Ainsi, les limites de l'approche factuelle en chirurgie font que le niveau de preuves en dans cette spécialité est inférieur à ceux d'autres spécialités médicales. Néanmoins même si elles sont rares, les données réellement factuelles doivent être prises en considération dans notre pratique quotidienne. Prenons quelques exemples simples: grâce à la recherche clinique de qualité et à l'approche factuelle, nos patients ne subissent plus la pose de sonde d'aspiration
gastrique après chirurgie abdominale, n'ont pas plus de drainage systématique, ne sont plus obligés d'ingurgiter des litres de poly-éthylène glycol avant une chirurgie colique, bénéficient de la pose de prothèse dans la cure des hernies inguinales, etc etc.
Dans d'autres domaines de la chirurgie, des méthodes alternatives à la randomisation classique doivent être développées car même si les chirurgiens faisaient un essai contrôlé randomisé chaque fois que cela est matériellement et éthiquement possible, seuls 40% de nos questions auront une réponse factuelle (9).
Certes, un grand nombre de chirurgiens considère que la chirurgie factuelle n'est plus une mode mais un paradigme bien établi, mais nous sommes encore à l'aube de l'ère factuelle et beaucoup reste à faire. Les enjeux futurs sont
multiples: 1) rendre les données de la littérature factuelle accessibles au plus grand nombre de praticiens (sans que
ceux-ci perdent du temps et de l'argent à rechercher ces
données); 2) développer l'élaboration de recommandations de pratique clinique réellement factuelles, les mettre à jour de manière régulière sous l'impulsion des Sociétés Savantes et favoriser l'adhésion des praticiens à l'approche factuelle (10); 3) Promouvoir la conception et la réalisation d'essais
contrôlés randomisés chaque fois que cela est possible, ou réaliser des études de cohorte de bonne qualité; 4) développer un modèle pédagogique de raisonnement clinique, résolution de problèmes complexes et structuration d'enseignement et d'apprentissage destinés aux étudiants en médecine et aux praticiens (11).
N'oublions pas que la médecine factuelle est loin d'être une approche rigide transformant le praticien en simple machine à reproduire les recommandations de pratique
clinique, qu'une grande partie des connaissances reste à explorer, que la place du praticien est prépondérante dans la synthèse des connaissances et leur application au cas
particulier d'un patient.

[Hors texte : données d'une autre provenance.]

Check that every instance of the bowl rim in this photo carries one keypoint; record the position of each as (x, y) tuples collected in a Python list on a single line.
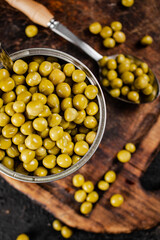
[(102, 120)]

Elle a été simplement développée pour limiter la part aléatoire et intuitive de notre pratique clinique pour le bien de nos patients.
Références
1. Sackett, D.L., Rosenberg, W.M.C., Gray, J.A.M., Haynes, R.B., Richardson, W.S. - Evidence based medicine: what it is and what it isn't. BMJ, 1996, 312:71.
2. Straus, S.E., McAlister, F.A. - Evidence-based
medicine: a commentary on common criticisms. CMAJ 2000, 163:837.
3. Haynes, R.B., Devereaux, P.J., Guyatt, G.H. -Physicians' and patients' choices in evidence based practice. BMJ, 2002, 324:1350.
4. Wente, M.N., Seiler, C.M., Uhl, W., Buchler, M.W. - Perspectives of evidence-based surgery. Dig. Surg., 2003, 20:263.
5. Slim, K. - Limits of evidence based surgery. World J. Surg., 2005, 29:606.
6. Hall, J.C., Hall, J.L. - Randomization in surgical trials. Surgery, 2002, 132:513.
7. Slim, K., Bousquet, J., Kwiatkowski, F., Pezet, D., Chipponi, J. - Analysis of randomised controlled trials in laparoscopic surgery. Br. J. Surg., 1997, 84:610.
8. Rothwell, P.M. - External validity of randomized controlled trials: "To whom do the results of this trial apply? Lancet, 2005, 365:82.
9. Solomon, M.J., McLeod, R.S. - Should we be performing more randomised controlled trials evaluating surgical operations? Surgery, 1995, 118:459.
10. Slim, K., Panis, Y., Chipponi, J. - Half of the current practice of gastrointestinal surgery is against the evidence: a survey of the French Society of Digestive Surgery. J. Gastrointest. Surg., 2004, 8:1079.
11. Fingerhut, A., Borie, F., Dziri, C. - How to teach
evidence-based surgery. World J. Surg., 2005, 29:592.